Members of the community also joined in. Many donated their work at cost, contributing their fees to the “hospital fund”. A “drive” was also implemented and equipment donated. Finally, after months of hard work and dedication, the 45-bed hospital opened its doors as the new Broward General Hospital (now Broward General Medical Center). Dr. R.L. Elliston admitted his first patient, William Miller, on January 2, 1938. The total cost of property, conversion, and remodeling was $57,500.00.

Between 1935 and 1940, the population of Broward County grew from 20,000 to approximately 30,000. To keep up with the growth, the addition of a new wing was crucial, but without funding the expansion would be close to impossible.
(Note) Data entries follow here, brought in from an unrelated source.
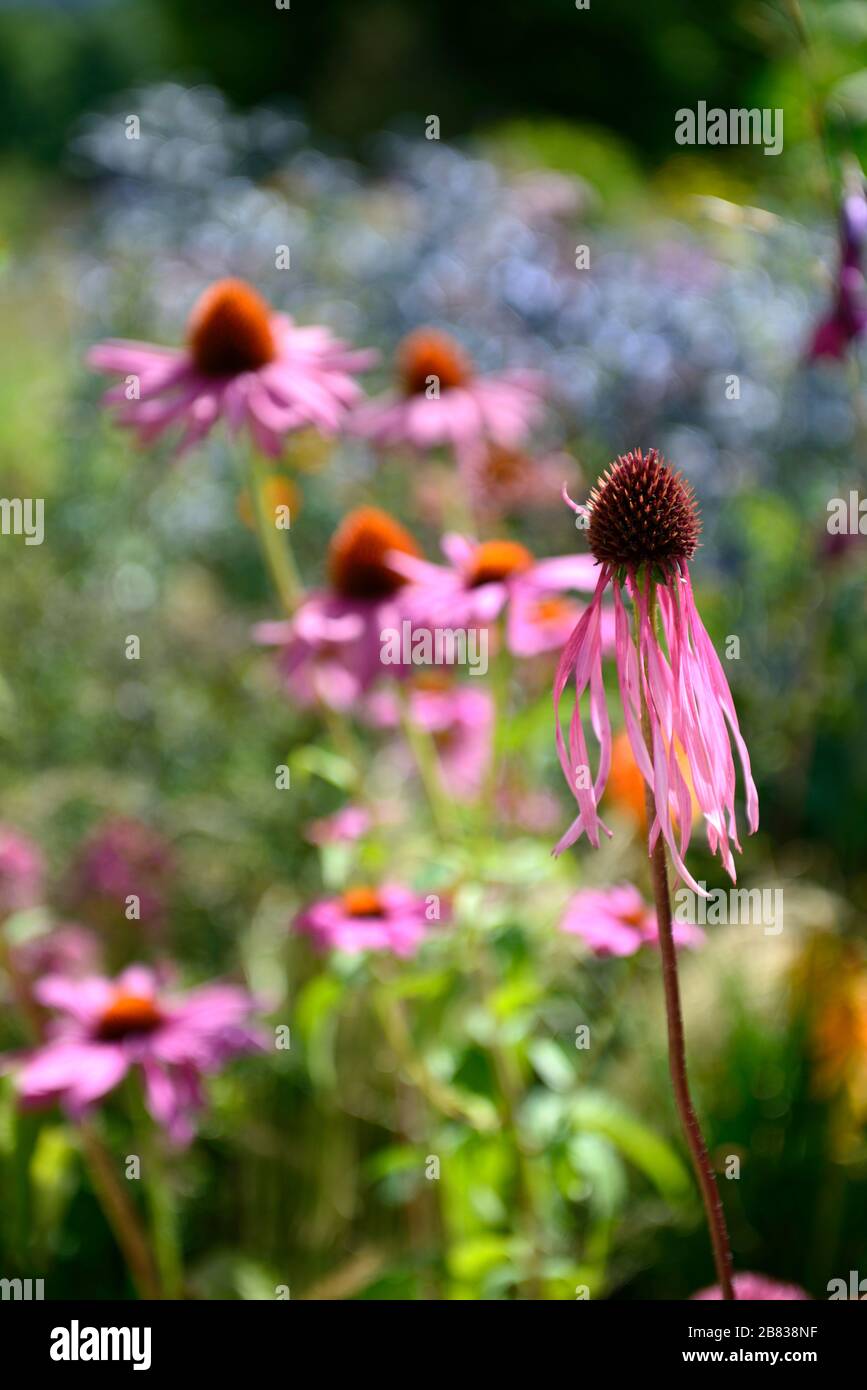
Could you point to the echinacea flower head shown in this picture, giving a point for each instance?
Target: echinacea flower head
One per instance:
(643, 531)
(21, 870)
(756, 1289)
(329, 651)
(512, 480)
(103, 1029)
(617, 922)
(442, 401)
(389, 918)
(484, 577)
(242, 363)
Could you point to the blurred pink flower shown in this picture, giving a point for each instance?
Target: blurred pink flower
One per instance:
(756, 1289)
(121, 859)
(443, 402)
(106, 1027)
(460, 722)
(67, 950)
(329, 651)
(642, 516)
(346, 824)
(846, 319)
(482, 577)
(242, 363)
(21, 870)
(505, 481)
(389, 918)
(618, 922)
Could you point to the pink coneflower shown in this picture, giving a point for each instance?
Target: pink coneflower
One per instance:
(242, 363)
(329, 651)
(21, 870)
(67, 950)
(460, 722)
(513, 481)
(107, 1027)
(643, 528)
(756, 1289)
(442, 401)
(480, 581)
(389, 918)
(617, 922)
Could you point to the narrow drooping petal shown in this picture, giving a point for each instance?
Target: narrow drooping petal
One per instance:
(678, 712)
(582, 655)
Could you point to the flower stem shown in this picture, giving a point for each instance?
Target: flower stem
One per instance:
(275, 546)
(677, 1044)
(120, 1214)
(424, 752)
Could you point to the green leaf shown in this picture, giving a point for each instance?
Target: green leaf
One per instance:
(552, 1065)
(641, 1146)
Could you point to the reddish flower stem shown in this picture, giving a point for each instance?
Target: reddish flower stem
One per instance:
(677, 1044)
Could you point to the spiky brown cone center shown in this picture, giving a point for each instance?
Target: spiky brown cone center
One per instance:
(428, 359)
(229, 330)
(642, 513)
(357, 555)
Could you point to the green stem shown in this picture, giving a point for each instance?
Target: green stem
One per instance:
(120, 1214)
(677, 1043)
(274, 542)
(441, 1096)
(424, 752)
(164, 1225)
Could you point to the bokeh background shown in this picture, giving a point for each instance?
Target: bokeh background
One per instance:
(307, 128)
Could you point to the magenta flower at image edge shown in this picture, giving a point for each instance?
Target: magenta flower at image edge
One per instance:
(21, 872)
(755, 1289)
(641, 513)
(617, 922)
(107, 1027)
(242, 363)
(389, 918)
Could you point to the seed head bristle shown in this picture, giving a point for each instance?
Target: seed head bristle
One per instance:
(642, 512)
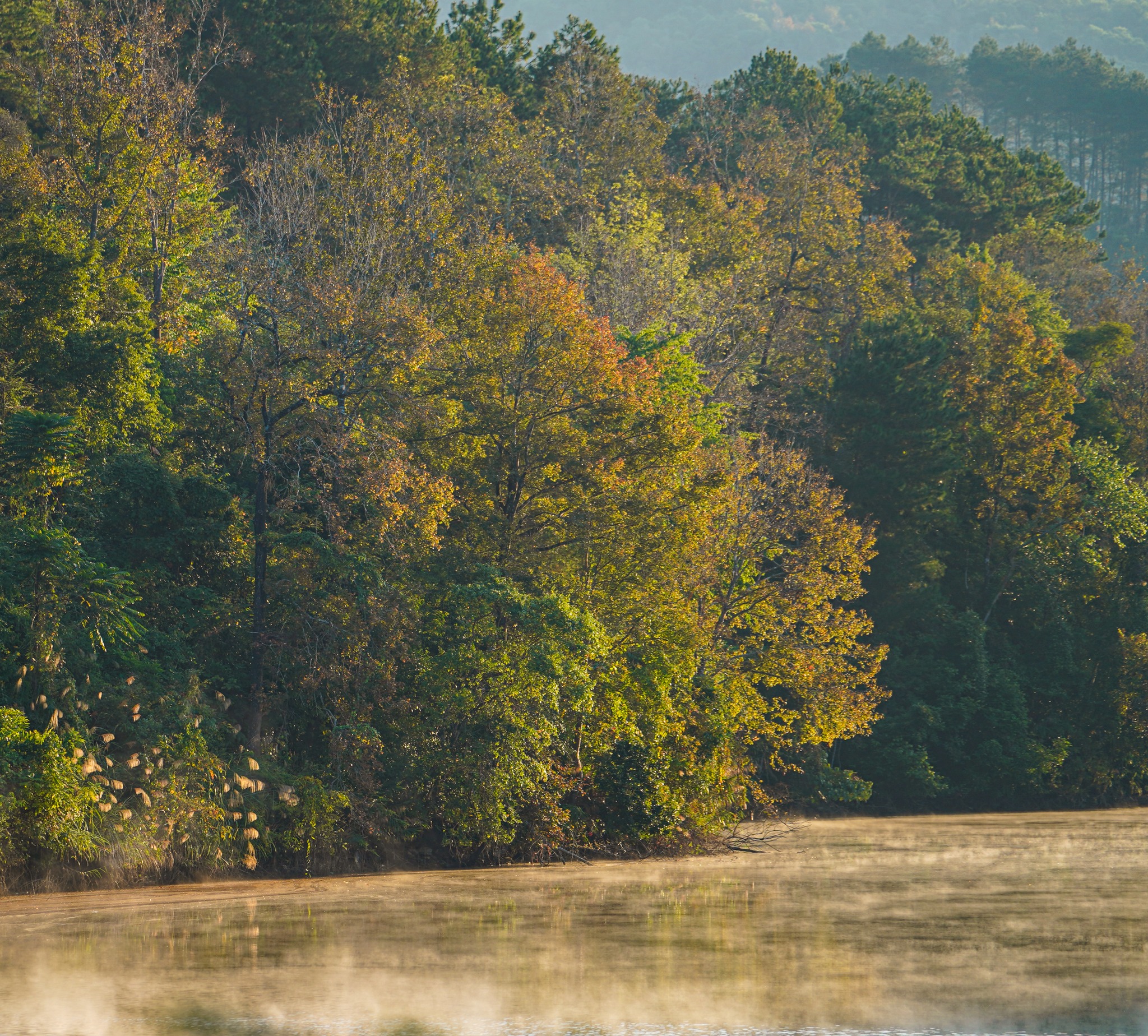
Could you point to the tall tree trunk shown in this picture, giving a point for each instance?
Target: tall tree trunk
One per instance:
(258, 610)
Dr. Russell B. Carson, Broward General Hospital urologist, the 26th physician in Broward County and a board member of the Broward County Medical Society, remembers discussing the crisis over lunch at Brown’s Restaurant at what was called ‘the pot roast table’.

“All of us used to go to Brown’s Restaurant for lunch; Mr. Brown was on the Board so all the board members, newspaper reporters, physicians and lawyers would come talk around this big table we liked to call the ‘pot roast table’. We used to talk about the sore need for an addition and we didn’t know where we were going to get the money. Board Member Bill Kelly came up with the idea one day while realizing that we have a poor district, a school district, a drainage district and a highway commission, so why not a hospital district?”

Camp approached the city commission in 1940 about the need for expansion and received favorable response for a new wing. In 1942 a South Wing was added providing enough beds to weather the war. After the war, in 1948, the East Wing was built raising the bed total at Broward General to 142. Provident Hospital (35 beds), a non-profit private hospital built to serve the black population and Hollywood Hospital (46 beds), were the only other hospital facilities in the county. The 223-bed total was not enough to accommodate the entire population of Broward County.

In 1949, the Hospital Board returned to the City Commission to ask for funds for another wing. This time the City Commission denied the request. As a result, Camp and all members of the Board resigned.

In 1950, the need for a community-funded taxing district was inevitable. In August, the Broward General Hospital Board succeeded in obtaining approval of an expansion program for which the city applied for a $500,000 RFC loan. A legislative act for a North Broward Hospital District was approved in 1952 by referendum and a District Board was appointed by the governor with William J. Kelley as chairman. The District was born.